There's really no benefit in ordering WC shellies. There won't be any difference in their appearance. Trust me, I know, I've kept pretty much every species from the lake.
That being said if you must have WC fish try asking Chip from Blue Chip Aquatics in the states. You'll have to get the fish via mail order, but I would wait until the spring as far as shipping weather goes.


----------



## ThyrosineChoi (Apr 6, 2010)

yeah, ig euss if u think about it.
uhm
where would i get any shellies except
multies and brevis/
i want something like
black occies/stappersis/similis/signatus/tungeeniswhatever/ OR something nice.
lols


----------



## Darkside (Sep 14, 2009)

If I can suggest a fish for you. Why not co with N. caudopunctatus? Its a great little fish that will spawn in shells but use the majority of the tank space. They can be quite attractive and make decent parents. If you post an add here or on PN for shellies I'm sure you'll find some.
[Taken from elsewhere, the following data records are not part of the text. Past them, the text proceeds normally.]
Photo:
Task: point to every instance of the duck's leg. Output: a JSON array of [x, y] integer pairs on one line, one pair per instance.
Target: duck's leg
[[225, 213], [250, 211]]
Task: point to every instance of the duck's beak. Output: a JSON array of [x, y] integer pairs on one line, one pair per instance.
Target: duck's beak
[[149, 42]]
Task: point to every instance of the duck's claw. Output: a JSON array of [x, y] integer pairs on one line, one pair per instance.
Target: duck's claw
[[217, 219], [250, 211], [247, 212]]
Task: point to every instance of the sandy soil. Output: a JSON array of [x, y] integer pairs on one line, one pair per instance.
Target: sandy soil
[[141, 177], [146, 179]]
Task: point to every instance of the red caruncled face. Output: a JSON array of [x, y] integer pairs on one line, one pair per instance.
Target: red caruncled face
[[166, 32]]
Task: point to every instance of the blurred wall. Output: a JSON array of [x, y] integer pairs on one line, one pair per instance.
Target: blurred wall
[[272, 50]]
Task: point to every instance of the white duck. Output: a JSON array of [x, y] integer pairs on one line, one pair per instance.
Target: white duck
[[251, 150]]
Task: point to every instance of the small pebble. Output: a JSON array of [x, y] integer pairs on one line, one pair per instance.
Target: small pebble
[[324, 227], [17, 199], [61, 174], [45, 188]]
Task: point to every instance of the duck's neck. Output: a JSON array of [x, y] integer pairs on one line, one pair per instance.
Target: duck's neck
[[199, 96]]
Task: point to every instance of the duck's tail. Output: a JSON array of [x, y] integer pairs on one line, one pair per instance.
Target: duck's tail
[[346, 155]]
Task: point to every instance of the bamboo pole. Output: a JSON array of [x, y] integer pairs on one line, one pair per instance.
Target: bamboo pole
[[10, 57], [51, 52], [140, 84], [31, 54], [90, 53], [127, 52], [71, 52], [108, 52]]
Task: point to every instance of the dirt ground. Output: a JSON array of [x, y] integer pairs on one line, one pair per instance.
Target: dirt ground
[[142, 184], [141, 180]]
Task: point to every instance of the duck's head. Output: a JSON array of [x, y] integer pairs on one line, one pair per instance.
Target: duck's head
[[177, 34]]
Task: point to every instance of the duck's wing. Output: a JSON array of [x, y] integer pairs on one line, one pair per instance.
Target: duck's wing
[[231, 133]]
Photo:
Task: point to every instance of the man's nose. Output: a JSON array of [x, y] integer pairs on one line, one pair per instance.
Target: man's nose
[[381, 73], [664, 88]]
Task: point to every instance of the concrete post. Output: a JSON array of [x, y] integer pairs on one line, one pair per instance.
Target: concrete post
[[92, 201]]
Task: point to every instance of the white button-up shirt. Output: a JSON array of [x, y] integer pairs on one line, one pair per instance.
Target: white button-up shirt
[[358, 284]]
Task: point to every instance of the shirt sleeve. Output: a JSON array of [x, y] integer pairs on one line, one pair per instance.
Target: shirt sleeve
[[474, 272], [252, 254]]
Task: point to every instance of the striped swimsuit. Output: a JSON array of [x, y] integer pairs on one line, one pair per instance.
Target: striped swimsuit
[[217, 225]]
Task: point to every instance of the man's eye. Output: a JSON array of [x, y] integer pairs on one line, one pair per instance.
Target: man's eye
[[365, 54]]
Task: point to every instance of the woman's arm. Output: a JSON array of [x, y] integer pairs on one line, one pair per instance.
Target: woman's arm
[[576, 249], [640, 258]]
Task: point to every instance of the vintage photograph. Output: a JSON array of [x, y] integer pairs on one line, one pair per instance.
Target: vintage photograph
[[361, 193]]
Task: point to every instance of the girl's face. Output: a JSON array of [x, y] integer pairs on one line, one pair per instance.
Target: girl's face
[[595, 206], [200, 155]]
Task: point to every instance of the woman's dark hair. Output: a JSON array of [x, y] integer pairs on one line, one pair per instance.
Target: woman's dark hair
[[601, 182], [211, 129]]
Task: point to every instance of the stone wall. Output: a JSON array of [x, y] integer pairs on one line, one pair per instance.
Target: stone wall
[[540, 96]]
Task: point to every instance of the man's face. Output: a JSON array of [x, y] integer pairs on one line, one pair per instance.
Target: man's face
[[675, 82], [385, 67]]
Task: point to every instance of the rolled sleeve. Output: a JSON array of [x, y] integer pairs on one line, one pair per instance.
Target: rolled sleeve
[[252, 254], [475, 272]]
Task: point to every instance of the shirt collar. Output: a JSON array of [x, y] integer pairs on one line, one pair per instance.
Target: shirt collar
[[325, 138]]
I've sold/given away hundreds of fry so I'd be surprised if you couldn't find what you wanted if you look into either of those places.


----------



## ThyrosineChoi (Apr 6, 2010)

actually i've kept caudopunks before, but i want to try something new.
but thanks


----------



## Darkside (Sep 14, 2009)

choii317 said:


> actually i've kept caudopunks before, but i want to try something new.
> but thanks


Try a Telmatochromis species then. They're more exciting than the occie types.


----------



## XbrandonX (Nov 22, 2007)

(Darkside, if you're still keeping Temporalis let me know.. I'm looking for more!)


----------



## Darkside (Sep 14, 2009)

Sorry I've sold my breeding pair off, but if you make a post on PN I'm sure you'll be able to find some. If not get back to me and I'll direct you to some of the people I know who may still have some of mine.


----------